Namun, sekarang tiba-tiba saja adiknya itu punya pacar. Trey tidak tenang dan harus mencari tahu cowok mana yang berani mendekati adik tersayangnya. Awas saja kalau cowok itu bukan cowok yang baik. Trey akan mendorong cowok itu ke jurang jika perlu.
***
"Jadi, itu yang namanya Arvin?" Trey menyangga sikunya di atas lutut. Kedua tangannya menyatu dan dia jadikan sebagai sanggaan dagu. Tatapan tajamnya terfokus pada seorang cowok kelas XI bernama Arvin yang baru saja ditunjuk oleh teman satu tim basket Trey yang juga merupakan teman sekelas Trey saat masih kelas sepuluh.
"Iya. Dia kan sekelas sama kita waktu dulu."
"Menurut lo, dia gimana?"
"Dia dulu? Euim, nggak tahu, sih. Nggak gue perhatiin. Kayaknya tipikal anak pendiem yang nggak banyak tingkah."
"Cih, biasanya yang diam-diam itu yang paling berbahaya," kata Trey dengan sewot.
"Heiii, bro. Nggak usah terlalu over jadi kakak. Adik lo pasti bisa jaga diri."
"Bisa jaga diri apaan?

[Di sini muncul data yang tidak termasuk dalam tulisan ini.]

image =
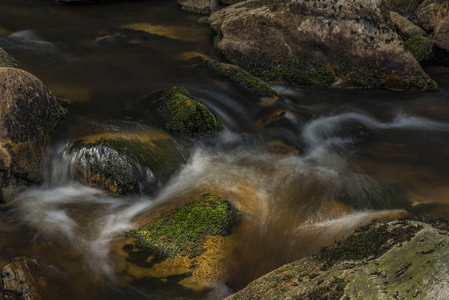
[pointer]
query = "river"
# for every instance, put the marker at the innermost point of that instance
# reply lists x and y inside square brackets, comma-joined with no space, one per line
[387,151]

Mau ke WC malam-malam aja bangunin gue biar ditemenin." Trey menaruh kedua tangannya di masing-masing samping bibirnya. "OI! BELANGSAK. SINI LO!"
"Jangan kasar-kasar, Bro!" Teman Trey menepuk punggung Trey. "ARVIN!"

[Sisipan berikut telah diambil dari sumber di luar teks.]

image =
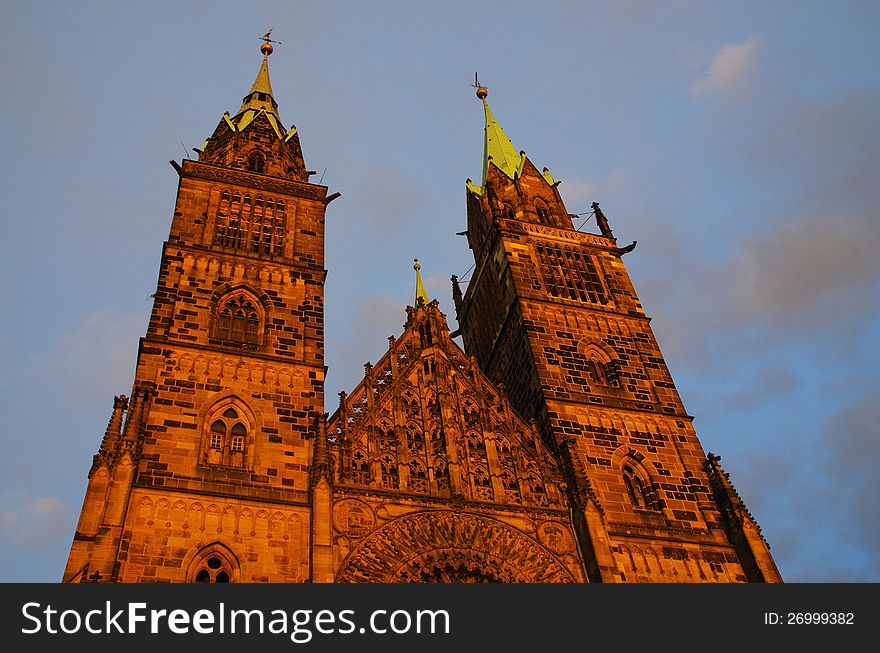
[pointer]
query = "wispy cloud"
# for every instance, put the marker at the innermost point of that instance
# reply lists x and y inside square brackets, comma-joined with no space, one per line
[33,524]
[730,70]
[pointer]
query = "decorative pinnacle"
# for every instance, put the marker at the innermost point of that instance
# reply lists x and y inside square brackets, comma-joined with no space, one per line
[267,48]
[482,91]
[421,294]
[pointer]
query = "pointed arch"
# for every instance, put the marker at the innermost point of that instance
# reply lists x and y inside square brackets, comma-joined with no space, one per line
[228,428]
[239,315]
[212,563]
[639,479]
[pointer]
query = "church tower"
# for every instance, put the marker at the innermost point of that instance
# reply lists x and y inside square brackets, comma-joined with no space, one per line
[550,313]
[554,448]
[202,474]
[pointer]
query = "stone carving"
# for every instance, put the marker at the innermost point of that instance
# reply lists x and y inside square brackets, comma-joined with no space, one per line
[555,537]
[353,517]
[242,178]
[445,546]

Arvin, yang tadinya berjalan di koridor dan agak jauh dari lokasi Trey dan temannya duduk, mendengar teriakan itu dan langsung berbalik.
"SINI BENTARAN!" seru teman Trey sambil melambaikan tangan. "ADA YANG MAU NGOBROL!"

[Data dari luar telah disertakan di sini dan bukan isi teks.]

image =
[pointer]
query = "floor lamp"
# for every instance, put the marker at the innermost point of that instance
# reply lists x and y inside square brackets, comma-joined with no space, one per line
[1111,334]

Arvin terlihat terkejut ketika bertatapan dengan Trey. Trey semakin memandang sinis cowok itu. Arvin langsung melangkah setelah sempat terkejut. Langkahnya terlihat buru-buru. Hingga akhirnya cowok itu tiba di depan Trey dengan pandangan bertanya-tanya.
"Kenapa...?" tanya Arvin.
"Lo pacaran sama adik gue, ya?" tanya Trey langsung.
"Oh... Kalila. Iya."
"Putusin!" seru Trey dengan suara pelan.
Arvin tak mengatakan apa-apa dan hanya menaikkan alis. Di samping, teman Trey tertawa sambil menepuk-nepuk pundak kiri Trey.
"Awas ya lo kalau lo apa-apain Kalila, gue bakalan lemparin pala lo bola basket sampai lo geger otak supaya nggak macam-macam lagi!" seru Trey, penuh peringatan. "Dah. Pergi sana. Males gue lihat muka lo."
Arvin lalu pergi tanpa mengatakan apa-apa.
Teman Trey memijat pundak Trey, lalu menyiram bensin di hati Trey yang berapi. "Trey, lo jangan kasar-kasar lah sama calon ipar."
"AH, ANJ*NG! CALON IPAR APAAN! NGGAK SUDI GUE!"